Narcissistic: Extremely grandiose. Believes that they are special or unique. They lack empathy, have a sense of entitlement and take advantage of others for self gain. They are often envious of others or believe that others envy them. Do not realize that they have a problem (more-so than the other disorders). Psychotherapy is treatment of choice but the patients may also benefit from group therapy as well.
Cluster C
Pts are anxious and fearful. The dx's are similar to anxiety disorders
Avoidant: Desperately wants to be accepted by others but is socially withdrawn out of fear of rejection. Typically partake in activities or jobs that require little human interaction out of fear of embarrassment or being disliked. Believes that they are inferior in comparison to others. Very few interpersonal relationships out of fear of rejection. Best treatment is psychotherapy and assertiveness training.
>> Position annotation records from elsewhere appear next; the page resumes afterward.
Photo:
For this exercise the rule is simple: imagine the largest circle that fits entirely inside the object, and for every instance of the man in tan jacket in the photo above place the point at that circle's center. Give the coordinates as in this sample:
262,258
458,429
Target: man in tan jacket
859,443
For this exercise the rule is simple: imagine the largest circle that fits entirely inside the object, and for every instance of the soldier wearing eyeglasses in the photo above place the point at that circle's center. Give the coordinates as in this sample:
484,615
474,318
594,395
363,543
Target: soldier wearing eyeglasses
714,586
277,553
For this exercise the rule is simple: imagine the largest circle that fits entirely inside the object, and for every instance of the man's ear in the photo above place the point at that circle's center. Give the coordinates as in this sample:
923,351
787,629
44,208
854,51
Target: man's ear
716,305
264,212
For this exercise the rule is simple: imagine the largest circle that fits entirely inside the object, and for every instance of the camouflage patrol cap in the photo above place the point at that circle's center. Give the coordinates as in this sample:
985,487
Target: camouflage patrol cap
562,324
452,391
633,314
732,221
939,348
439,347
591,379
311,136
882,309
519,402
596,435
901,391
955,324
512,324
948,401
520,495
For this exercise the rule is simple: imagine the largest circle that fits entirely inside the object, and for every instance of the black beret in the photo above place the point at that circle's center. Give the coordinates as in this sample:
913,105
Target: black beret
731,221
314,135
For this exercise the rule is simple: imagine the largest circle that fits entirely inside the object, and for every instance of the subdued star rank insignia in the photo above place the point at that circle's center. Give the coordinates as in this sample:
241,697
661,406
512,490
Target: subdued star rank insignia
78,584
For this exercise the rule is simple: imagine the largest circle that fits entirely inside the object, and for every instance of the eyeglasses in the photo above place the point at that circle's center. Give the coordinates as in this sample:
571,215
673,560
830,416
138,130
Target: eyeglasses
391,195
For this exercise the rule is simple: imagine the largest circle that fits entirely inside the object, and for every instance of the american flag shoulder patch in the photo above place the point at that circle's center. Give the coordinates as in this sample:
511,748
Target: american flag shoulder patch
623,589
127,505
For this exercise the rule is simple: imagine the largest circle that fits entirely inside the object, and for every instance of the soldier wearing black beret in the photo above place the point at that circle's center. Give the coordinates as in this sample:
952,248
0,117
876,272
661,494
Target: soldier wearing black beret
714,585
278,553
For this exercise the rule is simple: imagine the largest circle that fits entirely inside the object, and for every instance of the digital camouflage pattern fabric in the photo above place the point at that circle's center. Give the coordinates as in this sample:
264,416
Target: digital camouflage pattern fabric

Dependent: Reliant on others for happiness. Poor self confidence and self esteem. They are obsessive about approval, bound by others decisions, feel that their feelings are invalid when they are alone, and need to be in a relationship at all times. They have difficulties initiating projects because of lack of self confidence. Best therapy is psychotherapy, group therapy and social skills training.
Obsessive Compulsive: Detail oriented, to the point that is detrimental to completion of activities or projects. Perfectionists. Excessive conscientiousness and scrupulousness about morals and ethics. Will not delegate tasks, is very rigid and stubborn. Unable to throw away "worthless" objects. Treatment is psychotherapy, group therapy and behavior therapy. Unlike OCD, OCPD patients do not think they have a problem, OCD patients are troubled by their rituals and habits which causes them great anxiety.